I think there's a good bit of truth in this. But I've always found it hard to blame people for not wanting to try that hard. Why would you persevere with someone who made you feel uncomfortable, or was hard work to be around, when there are plenty of people who aren't?

I've come to that conclusion that I make most people uncomfortable. People have told me that I'm 'intense' or 'hard to read' or a 'space cadet' or just 'odd'. Fair enough. That's not how I see myself but the evidence is that people generally won't make any effort to be around me, so there must be something in it.

But there have been a few people who have got beyond that and I think when people do, I pay them back - I think I'm worth knowing, is what I mean. I know a lot of stuff about a wide variety of subjects. I can be funny, once you realise my sense of humour is somewhere off to the left of where most people's is and learn when I'm joking. The best friendships I've had are with people who appreciate my jokes.

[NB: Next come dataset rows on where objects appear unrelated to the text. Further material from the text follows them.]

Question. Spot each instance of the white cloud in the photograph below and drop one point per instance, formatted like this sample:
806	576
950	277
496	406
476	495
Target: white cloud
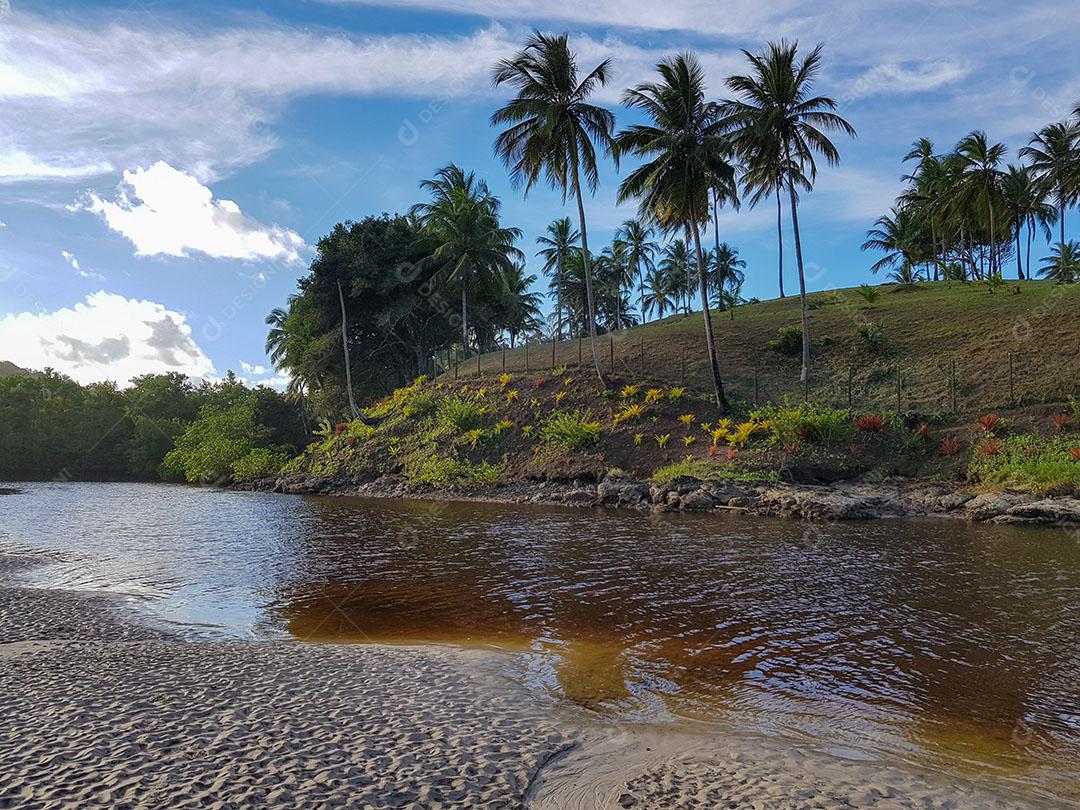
167	212
108	337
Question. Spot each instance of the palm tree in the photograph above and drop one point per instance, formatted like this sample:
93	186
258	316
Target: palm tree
552	130
1054	156
659	294
557	247
778	124
686	151
1025	203
727	271
981	183
638	239
1063	265
895	233
468	245
678	264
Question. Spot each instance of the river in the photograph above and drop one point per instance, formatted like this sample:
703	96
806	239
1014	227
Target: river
934	642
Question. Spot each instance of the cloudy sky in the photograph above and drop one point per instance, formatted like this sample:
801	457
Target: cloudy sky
165	167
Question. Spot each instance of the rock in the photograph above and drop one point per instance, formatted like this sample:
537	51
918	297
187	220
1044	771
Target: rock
697	501
989	505
1049	511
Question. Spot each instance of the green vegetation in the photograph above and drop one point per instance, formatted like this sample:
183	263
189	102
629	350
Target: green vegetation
570	430
700	470
1029	461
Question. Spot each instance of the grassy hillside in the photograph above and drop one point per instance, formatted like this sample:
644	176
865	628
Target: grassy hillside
10	369
923	331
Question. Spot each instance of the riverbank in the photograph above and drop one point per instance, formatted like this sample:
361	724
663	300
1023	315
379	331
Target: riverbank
103	710
838	501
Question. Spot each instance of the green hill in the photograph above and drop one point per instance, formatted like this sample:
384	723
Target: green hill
932	333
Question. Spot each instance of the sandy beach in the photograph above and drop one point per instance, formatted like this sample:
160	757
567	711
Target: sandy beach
102	710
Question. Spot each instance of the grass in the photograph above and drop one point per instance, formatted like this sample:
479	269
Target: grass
926	329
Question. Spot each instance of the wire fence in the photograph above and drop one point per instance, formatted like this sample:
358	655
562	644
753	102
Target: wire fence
934	385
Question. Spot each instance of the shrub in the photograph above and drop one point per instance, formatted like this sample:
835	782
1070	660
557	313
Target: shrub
700	470
869	423
1028	461
259	463
806	422
949	446
788	341
457	414
570	430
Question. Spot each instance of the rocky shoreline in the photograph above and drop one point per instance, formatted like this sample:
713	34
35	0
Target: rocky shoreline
850	500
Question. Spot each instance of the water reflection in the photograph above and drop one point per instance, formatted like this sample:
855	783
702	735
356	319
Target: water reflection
934	640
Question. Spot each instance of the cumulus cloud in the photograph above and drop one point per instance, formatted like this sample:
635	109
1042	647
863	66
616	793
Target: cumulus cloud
164	211
107	337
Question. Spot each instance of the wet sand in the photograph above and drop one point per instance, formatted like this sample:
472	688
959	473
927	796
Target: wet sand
100	710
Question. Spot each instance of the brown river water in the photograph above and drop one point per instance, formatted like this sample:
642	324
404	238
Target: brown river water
933	642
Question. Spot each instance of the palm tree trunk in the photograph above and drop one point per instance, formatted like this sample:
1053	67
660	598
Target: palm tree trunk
464	322
780	240
585	264
348	364
721	400
805	374
1020	266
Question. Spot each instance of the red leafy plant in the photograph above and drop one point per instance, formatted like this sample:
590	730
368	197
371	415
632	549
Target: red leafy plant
869	423
949	446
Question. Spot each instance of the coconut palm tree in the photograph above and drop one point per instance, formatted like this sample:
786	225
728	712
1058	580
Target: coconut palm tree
1026	205
677	262
780	127
659	293
468	246
553	130
558	245
686	151
896	234
1054	156
638	239
1063	265
981	183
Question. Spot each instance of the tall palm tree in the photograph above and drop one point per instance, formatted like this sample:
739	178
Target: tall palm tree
686	151
777	121
677	262
468	246
895	233
638	239
557	246
659	293
1063	265
1026	205
1054	156
554	130
981	183
726	270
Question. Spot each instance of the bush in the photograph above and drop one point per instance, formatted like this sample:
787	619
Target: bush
788	341
699	470
570	430
1029	461
457	414
259	463
806	422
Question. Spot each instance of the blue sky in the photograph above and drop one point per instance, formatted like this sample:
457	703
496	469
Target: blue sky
165	167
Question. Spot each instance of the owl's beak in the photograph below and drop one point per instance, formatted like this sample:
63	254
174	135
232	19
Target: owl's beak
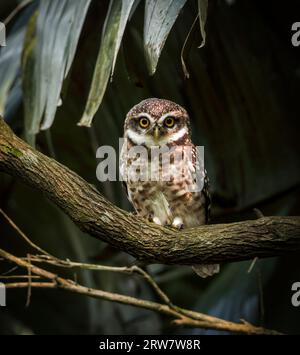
156	133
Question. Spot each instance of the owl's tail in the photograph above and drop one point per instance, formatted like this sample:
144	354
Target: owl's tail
206	270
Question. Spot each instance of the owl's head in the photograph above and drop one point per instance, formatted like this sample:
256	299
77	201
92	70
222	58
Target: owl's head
156	122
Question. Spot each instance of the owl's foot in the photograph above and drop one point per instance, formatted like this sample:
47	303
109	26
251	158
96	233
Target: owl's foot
177	223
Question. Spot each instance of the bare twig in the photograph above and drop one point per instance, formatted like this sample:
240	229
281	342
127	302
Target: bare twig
150	243
16	10
29	282
180	316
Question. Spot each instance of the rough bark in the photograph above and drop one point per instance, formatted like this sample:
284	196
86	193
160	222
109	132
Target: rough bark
264	237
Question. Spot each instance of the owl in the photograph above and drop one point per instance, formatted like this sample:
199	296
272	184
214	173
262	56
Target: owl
165	194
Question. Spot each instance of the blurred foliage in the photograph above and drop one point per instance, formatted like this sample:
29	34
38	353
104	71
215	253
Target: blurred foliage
242	96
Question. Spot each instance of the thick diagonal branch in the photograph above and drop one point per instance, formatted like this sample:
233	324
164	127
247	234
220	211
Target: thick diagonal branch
265	237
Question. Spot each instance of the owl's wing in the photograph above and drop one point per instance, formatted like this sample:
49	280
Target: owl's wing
207	196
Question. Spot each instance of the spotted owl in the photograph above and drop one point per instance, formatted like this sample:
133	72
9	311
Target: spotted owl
164	194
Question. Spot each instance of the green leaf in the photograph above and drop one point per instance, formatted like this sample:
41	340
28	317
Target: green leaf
58	29
9	64
113	30
160	16
202	10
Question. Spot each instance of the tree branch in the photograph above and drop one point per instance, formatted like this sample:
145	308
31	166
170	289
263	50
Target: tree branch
265	237
181	316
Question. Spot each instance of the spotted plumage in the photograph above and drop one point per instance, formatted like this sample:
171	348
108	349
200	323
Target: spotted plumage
166	194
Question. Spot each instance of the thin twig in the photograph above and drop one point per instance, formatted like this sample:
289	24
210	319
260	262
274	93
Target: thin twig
184	68
19	277
15	11
252	265
22	234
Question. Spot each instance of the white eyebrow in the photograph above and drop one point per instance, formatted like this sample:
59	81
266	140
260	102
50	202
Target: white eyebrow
145	114
162	118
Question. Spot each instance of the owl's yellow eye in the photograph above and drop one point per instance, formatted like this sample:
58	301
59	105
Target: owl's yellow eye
169	122
144	122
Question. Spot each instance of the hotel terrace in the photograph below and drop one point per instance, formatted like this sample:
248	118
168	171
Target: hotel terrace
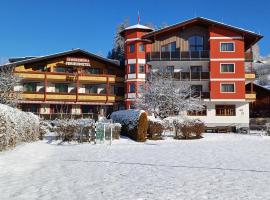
73	82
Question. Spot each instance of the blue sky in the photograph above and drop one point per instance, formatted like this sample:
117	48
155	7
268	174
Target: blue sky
35	27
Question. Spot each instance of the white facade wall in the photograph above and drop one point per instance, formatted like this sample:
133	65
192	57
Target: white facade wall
44	109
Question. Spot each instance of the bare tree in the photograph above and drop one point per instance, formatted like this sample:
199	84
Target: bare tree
163	98
117	53
8	82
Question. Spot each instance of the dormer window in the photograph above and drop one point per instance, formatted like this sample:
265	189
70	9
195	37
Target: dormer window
227	47
195	43
131	48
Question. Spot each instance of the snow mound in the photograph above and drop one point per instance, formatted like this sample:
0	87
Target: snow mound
127	117
17	126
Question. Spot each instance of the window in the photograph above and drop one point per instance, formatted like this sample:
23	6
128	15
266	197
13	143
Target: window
227	87
132	106
226	46
142	47
95	89
131	48
132	69
117	90
132	88
196	69
195	43
92	71
225	110
34	108
60	108
141	69
39	68
61	88
30	87
110	71
64	69
170	70
227	68
198	113
171	47
196	88
141	88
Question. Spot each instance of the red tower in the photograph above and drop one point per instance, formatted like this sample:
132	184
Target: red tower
135	61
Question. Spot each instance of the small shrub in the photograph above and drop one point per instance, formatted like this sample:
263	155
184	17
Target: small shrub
134	123
155	128
268	128
17	126
116	131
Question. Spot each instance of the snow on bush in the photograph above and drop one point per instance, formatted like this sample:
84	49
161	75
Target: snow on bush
70	129
134	123
116	130
184	128
268	128
155	128
17	126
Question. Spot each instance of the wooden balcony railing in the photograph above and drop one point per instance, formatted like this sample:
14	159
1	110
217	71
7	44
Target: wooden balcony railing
200	94
178	55
250	96
68	77
71	97
191	76
248	56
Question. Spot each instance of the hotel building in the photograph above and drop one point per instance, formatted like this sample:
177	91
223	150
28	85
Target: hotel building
73	82
213	57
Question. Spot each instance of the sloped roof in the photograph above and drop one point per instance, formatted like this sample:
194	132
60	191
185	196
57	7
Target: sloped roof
136	26
250	36
65	53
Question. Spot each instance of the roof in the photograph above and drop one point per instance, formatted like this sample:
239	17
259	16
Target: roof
265	87
137	26
252	37
65	53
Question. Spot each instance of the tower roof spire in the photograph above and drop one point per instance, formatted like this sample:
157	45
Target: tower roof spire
139	18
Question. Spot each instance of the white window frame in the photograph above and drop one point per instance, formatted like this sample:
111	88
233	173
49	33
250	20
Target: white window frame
227	83
227	43
130	88
227	72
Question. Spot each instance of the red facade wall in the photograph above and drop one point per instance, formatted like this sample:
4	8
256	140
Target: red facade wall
236	57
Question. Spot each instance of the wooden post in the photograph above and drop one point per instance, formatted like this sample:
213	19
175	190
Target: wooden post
45	86
107	89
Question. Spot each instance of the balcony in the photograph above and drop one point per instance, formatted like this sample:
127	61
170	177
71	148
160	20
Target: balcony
191	76
250	96
68	77
72	97
250	76
178	56
200	94
248	56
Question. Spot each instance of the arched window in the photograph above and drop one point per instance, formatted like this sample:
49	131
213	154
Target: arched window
195	43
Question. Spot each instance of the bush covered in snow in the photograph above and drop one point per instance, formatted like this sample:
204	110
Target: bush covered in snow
17	126
70	129
155	128
134	123
184	128
268	129
116	131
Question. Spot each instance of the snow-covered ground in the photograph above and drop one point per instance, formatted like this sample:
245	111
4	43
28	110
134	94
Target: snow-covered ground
219	166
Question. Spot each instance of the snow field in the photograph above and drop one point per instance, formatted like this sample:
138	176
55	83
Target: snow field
219	166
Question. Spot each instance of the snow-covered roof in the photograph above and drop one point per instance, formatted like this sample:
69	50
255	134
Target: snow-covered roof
40	58
138	26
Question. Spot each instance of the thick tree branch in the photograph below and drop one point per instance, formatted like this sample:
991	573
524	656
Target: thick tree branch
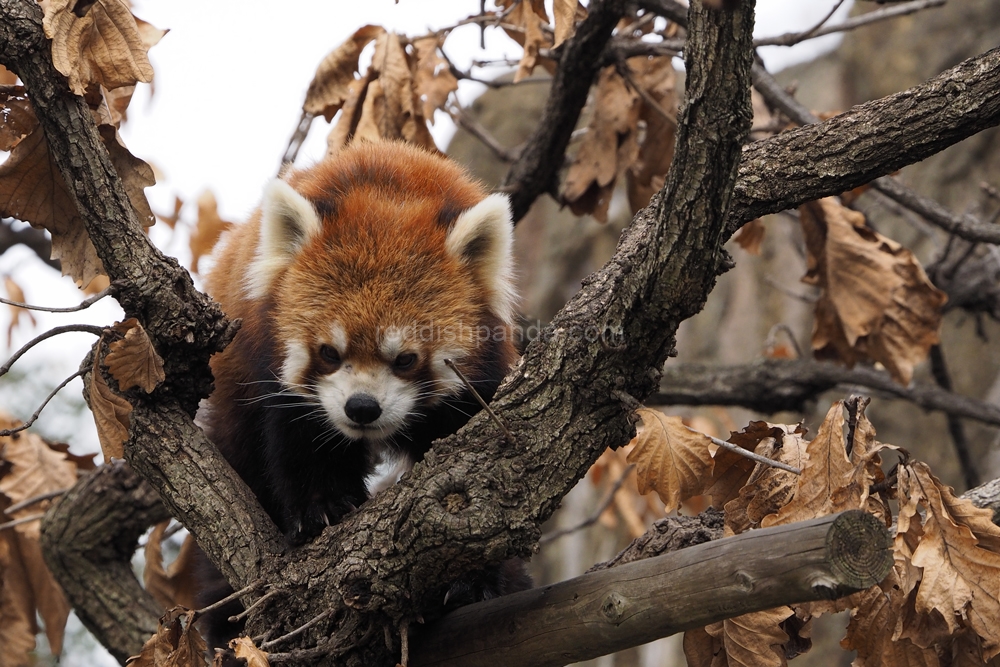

I've been told I make connections that other people don't and say things which are unexpected and surprising - which I prefer to take as a compliment. Someone also once said I was like a 3-dimensional person when most people are 2D, which is probably the nicest thing anyone has ever said about me.

But I also don't think I look after my friends very well. I can go long periods without thinking of them, without seeing them or trying to contact them. That's not good friend behaviour.

I hope if I ever have another good friend, I'll be better. It's been a long time since I've had any friends at all really.

But I very much agree that trying to be more normal just results in us coming across even more weird than we even are. I think the usefulness of masking becomes less over time, and the trouble is by the time we realise we don't have to anymore, the behaviour has become quite embedded and hard to unlearn.